I’m building a chatbot using a transformer model (e.g., GPT 2 or BlenderBot) and I would like to let it run on a server (Windows or Linux). The server has one 11GB GPU. If there is only one inference of the chatbot model at the same time there is no problem. But if there are several concurrent calls, the calls need to be executed in sequential order which can increase the inference time. For example, when the inference takes 3 seconds and we have 10 concurrent calls, then it takes 33 seconds until the last call is processed. Theoretically, the concurrent calls could be batched for inference but usually, calls do not arise at the exactly same time.
Is there a solution to this problem for concurrent inference on a single GPU?
Does somebody have any suggestions? I’m happy about every input.
Just some thoughts. They might or might not be helpful.

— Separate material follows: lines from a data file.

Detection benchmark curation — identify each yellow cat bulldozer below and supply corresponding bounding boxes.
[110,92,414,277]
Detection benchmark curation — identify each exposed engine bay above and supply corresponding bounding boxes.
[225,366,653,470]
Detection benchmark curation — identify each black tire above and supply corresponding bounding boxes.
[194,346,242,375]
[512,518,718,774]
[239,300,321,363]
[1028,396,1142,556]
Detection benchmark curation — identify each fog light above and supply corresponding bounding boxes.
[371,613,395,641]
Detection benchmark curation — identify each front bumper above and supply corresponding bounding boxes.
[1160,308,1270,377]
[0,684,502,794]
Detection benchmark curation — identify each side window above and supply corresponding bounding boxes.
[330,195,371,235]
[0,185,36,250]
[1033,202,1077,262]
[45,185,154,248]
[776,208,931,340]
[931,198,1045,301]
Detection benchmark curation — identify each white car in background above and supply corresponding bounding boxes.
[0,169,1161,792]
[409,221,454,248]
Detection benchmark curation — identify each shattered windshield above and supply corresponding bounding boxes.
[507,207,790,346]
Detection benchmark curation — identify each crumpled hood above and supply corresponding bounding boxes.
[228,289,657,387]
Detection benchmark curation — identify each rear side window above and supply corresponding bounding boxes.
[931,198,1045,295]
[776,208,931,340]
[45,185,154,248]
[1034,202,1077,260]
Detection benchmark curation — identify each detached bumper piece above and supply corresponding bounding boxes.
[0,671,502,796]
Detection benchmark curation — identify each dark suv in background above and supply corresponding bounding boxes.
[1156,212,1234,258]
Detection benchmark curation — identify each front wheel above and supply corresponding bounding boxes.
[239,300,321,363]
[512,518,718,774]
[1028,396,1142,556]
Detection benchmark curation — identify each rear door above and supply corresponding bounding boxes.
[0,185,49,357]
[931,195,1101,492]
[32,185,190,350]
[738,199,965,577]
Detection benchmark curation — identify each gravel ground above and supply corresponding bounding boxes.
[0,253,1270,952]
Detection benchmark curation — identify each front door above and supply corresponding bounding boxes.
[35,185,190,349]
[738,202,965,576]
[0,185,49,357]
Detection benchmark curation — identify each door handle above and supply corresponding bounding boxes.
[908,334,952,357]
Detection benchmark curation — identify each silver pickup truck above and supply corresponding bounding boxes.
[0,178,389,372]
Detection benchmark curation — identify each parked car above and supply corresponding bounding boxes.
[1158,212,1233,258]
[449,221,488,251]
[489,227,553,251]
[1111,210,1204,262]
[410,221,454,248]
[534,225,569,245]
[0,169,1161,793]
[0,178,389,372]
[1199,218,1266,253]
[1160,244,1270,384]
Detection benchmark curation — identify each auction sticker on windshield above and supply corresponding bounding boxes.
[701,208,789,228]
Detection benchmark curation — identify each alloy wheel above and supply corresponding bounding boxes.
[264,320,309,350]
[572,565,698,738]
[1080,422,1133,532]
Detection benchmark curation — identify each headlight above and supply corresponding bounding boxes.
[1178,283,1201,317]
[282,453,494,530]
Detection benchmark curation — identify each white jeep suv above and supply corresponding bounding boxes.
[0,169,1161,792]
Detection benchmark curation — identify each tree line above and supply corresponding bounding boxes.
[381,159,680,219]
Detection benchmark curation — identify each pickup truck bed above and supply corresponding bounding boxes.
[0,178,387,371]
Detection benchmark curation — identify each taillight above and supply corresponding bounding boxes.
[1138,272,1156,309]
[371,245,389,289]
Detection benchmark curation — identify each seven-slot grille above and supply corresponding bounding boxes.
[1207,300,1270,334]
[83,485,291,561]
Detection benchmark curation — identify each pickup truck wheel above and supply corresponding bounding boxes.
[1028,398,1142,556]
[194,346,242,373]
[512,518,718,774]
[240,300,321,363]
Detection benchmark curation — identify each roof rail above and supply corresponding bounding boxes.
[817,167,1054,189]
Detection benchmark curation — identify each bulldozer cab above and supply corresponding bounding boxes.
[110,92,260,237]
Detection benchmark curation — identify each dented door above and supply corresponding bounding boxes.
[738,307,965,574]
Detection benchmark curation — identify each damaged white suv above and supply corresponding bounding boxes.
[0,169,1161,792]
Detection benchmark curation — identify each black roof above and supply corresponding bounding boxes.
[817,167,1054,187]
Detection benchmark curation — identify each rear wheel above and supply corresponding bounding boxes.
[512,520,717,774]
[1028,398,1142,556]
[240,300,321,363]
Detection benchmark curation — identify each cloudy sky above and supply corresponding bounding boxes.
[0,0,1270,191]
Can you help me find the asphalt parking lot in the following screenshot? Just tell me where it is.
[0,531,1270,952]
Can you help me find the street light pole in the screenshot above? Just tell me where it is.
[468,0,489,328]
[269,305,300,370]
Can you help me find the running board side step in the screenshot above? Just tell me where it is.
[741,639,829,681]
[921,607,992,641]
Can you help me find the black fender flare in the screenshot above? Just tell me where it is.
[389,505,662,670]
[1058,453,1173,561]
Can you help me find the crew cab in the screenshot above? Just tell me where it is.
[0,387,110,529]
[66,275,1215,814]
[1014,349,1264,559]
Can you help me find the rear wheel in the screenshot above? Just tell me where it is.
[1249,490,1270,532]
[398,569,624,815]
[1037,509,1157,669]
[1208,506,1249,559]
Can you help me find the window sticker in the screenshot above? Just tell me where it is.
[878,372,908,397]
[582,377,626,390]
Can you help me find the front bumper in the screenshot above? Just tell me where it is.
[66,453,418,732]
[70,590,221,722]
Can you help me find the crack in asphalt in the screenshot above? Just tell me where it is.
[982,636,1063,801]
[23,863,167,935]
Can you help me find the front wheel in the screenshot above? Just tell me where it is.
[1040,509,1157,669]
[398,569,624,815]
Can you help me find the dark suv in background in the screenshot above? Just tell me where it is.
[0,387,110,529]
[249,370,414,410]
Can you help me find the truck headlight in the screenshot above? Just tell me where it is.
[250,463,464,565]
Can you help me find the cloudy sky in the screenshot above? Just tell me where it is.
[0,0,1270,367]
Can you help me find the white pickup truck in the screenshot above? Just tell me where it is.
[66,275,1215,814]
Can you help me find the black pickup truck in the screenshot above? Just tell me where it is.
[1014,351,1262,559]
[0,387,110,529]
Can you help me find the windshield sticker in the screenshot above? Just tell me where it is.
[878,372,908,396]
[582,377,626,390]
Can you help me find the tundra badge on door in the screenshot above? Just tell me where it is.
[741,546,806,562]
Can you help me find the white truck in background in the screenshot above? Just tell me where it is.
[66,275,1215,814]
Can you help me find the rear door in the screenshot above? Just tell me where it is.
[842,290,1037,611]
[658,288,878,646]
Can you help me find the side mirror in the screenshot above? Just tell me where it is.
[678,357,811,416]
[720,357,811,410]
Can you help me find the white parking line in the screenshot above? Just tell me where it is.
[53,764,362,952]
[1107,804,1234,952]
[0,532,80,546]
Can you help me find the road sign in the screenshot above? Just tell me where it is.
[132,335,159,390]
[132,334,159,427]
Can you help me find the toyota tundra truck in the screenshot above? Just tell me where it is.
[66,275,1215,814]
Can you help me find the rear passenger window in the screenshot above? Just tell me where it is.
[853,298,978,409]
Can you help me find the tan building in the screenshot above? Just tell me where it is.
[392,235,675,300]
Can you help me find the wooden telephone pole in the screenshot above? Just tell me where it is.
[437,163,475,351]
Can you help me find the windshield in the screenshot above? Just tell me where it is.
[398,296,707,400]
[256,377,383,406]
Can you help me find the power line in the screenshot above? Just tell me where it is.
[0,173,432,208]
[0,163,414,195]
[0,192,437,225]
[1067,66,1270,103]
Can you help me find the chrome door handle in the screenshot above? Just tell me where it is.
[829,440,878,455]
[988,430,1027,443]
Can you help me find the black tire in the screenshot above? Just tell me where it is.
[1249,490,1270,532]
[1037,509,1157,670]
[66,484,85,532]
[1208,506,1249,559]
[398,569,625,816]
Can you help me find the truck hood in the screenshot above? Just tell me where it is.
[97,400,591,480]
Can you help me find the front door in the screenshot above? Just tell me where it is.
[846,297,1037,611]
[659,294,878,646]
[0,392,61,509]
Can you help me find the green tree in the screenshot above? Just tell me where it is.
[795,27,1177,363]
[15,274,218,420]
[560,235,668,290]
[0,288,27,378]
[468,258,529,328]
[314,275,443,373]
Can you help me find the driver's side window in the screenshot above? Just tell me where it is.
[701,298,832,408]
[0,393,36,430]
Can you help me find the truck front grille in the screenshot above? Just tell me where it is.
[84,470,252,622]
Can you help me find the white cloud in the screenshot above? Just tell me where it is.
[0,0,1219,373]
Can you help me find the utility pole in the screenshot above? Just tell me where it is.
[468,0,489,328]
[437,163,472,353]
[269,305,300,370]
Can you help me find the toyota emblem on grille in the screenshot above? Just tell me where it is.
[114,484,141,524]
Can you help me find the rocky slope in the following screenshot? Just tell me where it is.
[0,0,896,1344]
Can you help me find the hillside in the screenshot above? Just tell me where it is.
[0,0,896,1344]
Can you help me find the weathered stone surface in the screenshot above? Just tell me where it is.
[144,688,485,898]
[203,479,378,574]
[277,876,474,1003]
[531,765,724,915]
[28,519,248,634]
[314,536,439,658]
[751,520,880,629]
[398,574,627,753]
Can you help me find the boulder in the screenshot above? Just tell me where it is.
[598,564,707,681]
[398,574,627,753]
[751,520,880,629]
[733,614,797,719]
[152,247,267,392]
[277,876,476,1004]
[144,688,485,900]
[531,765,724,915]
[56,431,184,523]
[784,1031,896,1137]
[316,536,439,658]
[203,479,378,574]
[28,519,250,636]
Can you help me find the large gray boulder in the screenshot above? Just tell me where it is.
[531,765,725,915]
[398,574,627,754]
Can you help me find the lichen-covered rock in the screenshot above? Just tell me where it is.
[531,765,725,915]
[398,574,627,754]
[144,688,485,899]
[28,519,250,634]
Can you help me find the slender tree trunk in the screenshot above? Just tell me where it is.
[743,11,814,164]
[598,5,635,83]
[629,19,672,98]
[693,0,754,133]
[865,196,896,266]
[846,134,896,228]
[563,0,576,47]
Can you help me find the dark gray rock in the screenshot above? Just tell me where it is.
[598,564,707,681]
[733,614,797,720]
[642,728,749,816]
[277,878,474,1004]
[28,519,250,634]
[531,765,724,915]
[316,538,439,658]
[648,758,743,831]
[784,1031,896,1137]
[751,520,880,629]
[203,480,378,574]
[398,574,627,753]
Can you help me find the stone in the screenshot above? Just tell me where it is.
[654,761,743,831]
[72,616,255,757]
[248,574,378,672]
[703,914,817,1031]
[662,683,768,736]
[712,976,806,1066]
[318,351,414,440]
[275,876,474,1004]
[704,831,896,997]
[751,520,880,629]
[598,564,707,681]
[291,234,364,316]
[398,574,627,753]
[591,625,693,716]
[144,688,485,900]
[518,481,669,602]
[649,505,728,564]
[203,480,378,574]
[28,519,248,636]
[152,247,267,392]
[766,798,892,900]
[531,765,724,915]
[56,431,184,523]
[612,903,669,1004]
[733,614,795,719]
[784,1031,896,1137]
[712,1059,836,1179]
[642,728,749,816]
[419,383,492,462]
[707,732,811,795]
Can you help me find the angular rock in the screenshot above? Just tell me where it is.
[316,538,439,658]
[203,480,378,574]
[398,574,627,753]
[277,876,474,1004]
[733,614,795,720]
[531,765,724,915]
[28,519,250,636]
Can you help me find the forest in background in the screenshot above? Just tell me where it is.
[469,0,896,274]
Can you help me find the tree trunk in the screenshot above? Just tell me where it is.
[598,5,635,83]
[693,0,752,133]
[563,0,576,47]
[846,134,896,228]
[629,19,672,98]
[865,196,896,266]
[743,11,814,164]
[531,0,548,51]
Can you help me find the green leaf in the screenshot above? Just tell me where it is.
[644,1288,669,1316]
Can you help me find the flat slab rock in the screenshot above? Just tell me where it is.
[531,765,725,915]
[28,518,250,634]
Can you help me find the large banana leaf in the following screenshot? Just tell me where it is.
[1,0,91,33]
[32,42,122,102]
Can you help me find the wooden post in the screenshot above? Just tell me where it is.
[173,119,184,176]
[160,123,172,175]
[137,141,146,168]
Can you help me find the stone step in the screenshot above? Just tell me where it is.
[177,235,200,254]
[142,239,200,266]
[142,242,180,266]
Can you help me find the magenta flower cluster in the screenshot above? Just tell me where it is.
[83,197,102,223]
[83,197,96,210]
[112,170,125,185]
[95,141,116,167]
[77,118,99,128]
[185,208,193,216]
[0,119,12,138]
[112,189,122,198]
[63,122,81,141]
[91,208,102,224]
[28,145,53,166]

Set a parameter which would control frequency of inference calls in seconds. Let incoming requests accumulate until time for the next scheduled inference call comes. When it does, group all what came in until that time into one batch and run inference on that batch. If nothing is in queue, then just wait until next scheduled inference time. Naively one might expect if you, let’s say, set this frequency to 4 seconds, then it gives GPU enough time to process the previous request and stand ready for your next call. This way everybody gets a response in no longer than 7 seconds. Reality could be different, but this is something to play with. Hope it helps.
Or you can try to check every one second if GPU is busy (I actually don’t know how to do it, I expect it to be super easy, but I never did it). If not, you run inference on the accumulated batch, if yes you wait another second and check again. This way the worst case scenario is the same 7 seconds, but you do not make people wait unnecessarily when load is light and the wait wasn’t needed.